Osama Bin Laden killed in Pakistan
The war against Afghanistan started as a reprisal for the terrorist attack on the Twin Towers of New York in 2001. The main aim of this American revenge against Al Qaeda and their Afghan protectors, the Taliban, was to 'get' Osama Bin Laden. Almost ten years later Washington succeeded. Bin Laden wasn't taken into custody to be trialled, no, he was shot by US soldiers who operated beyond the knowledge of the Pakistani authorities on their territory. This is certainly not according the rules of international law which don't allow that foreign government officials just enter the country and kill people. The normal way is a court trial. But Washington chose from the start for a military answer in stead of a judicial approach of the problem of terrorism. In this field President Obama just continues the policy of his predecessor G.W. Bush and the neo-conservative team around him.
Immediately after nine-eleven the CIA was granted permission for secret murder-operations. This measure was withdrawn two years ago, so it seems as president Obama gave personally the green light for the assassination of Bin Laden. Obama's policy differs in words from Bush's, but when it comes to facts? Commentators have pointed regularly at the discrepancy between the CIMIC-operation - civil military cooperation - to win the hearts and minds of the Afghan people and the targeted murder-operations in Afghanistan. The latter have been growing in number since general Petraeus is leading the Afghanistan war. Petraeus was recently asked by Obama to become the new CIA boss, as the current director, Leon Panetta, will take the office of Defence Minister to replace Robert Gates.

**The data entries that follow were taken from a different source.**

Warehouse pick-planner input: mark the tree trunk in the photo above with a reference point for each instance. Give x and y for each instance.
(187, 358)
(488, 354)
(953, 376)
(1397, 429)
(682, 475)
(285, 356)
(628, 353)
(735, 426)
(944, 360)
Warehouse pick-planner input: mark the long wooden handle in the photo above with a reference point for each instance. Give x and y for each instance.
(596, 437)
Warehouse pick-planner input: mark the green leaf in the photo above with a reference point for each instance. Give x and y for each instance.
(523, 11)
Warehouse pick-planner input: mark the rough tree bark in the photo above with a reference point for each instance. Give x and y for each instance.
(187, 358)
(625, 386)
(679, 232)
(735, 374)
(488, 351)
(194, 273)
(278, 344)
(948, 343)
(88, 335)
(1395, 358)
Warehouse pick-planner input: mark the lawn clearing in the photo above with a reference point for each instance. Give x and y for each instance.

A dead Osama Bin Laden – whose corpse was thrown into the sea in order not to create a pilgrimage site – is most probably a better solution for the US elite than a living Osama. Case closed. During a judicial procedure Bin Laden might have been able to accuse the US of spreading military personnel and facilities all over the Arab world – amongst others in the country which harbours the holy city of Mecca, Saudi Arabia – and he might be tempted to explain how the US pushed his position during the war against the godless communism in Afghanistan in the 1980's. Nobody in the US is waiting for this. Neither the Republicans of president Reagan who carried out this policy of support to jihad-mudjahedin, nor the Democrats whose grand strategist, Zbigniew Brzezynski, designed and started this policy under president Jimmy Carter.

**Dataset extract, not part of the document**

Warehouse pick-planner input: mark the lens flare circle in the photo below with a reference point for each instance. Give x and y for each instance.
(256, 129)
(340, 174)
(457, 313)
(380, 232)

Is Bin Laden's execution the necessary condition for Barack Obama to follow his path towards re-election? Obama's plan for Afghanistan is a copy of the situation in Iraq and wants after a first surge of the number of US military in that country to start withdrawing troops. After 2014 only 'non-combatant' troops would stay in Afghanistan to assist the new national army, as is the case now in Iraq. President Obama was clear about that when he announced the surge at the end of 2009. The war in Afghanistan started as revenge, but grew to the actual proportions because the country is of considerable geo-strategic importance. Afghanistan itself has a rich underground, it neighbours various Central Asian countries but also China, Pakistan and Iran. Moreover it is of crucial importance as transit country for Central Asian gas.
Does Bin Laden's death represent the end of the US policy of war on terror? This will only be the case if there is a tremendous pressure form beneath, I think. In reality Al Qaeda ceased years ago to be the operational global terror network and became a label that local terrorists use to present their actions in a broader international perspective. The end of Bin Laden as the figurehead he surely was, will probably lessen the sympathy for terrorism that existed in several places. If now, next to the end of the war on terror, the western hegemony with its double standards would disappear, maybe our relationship with the Arab world could get straight some day.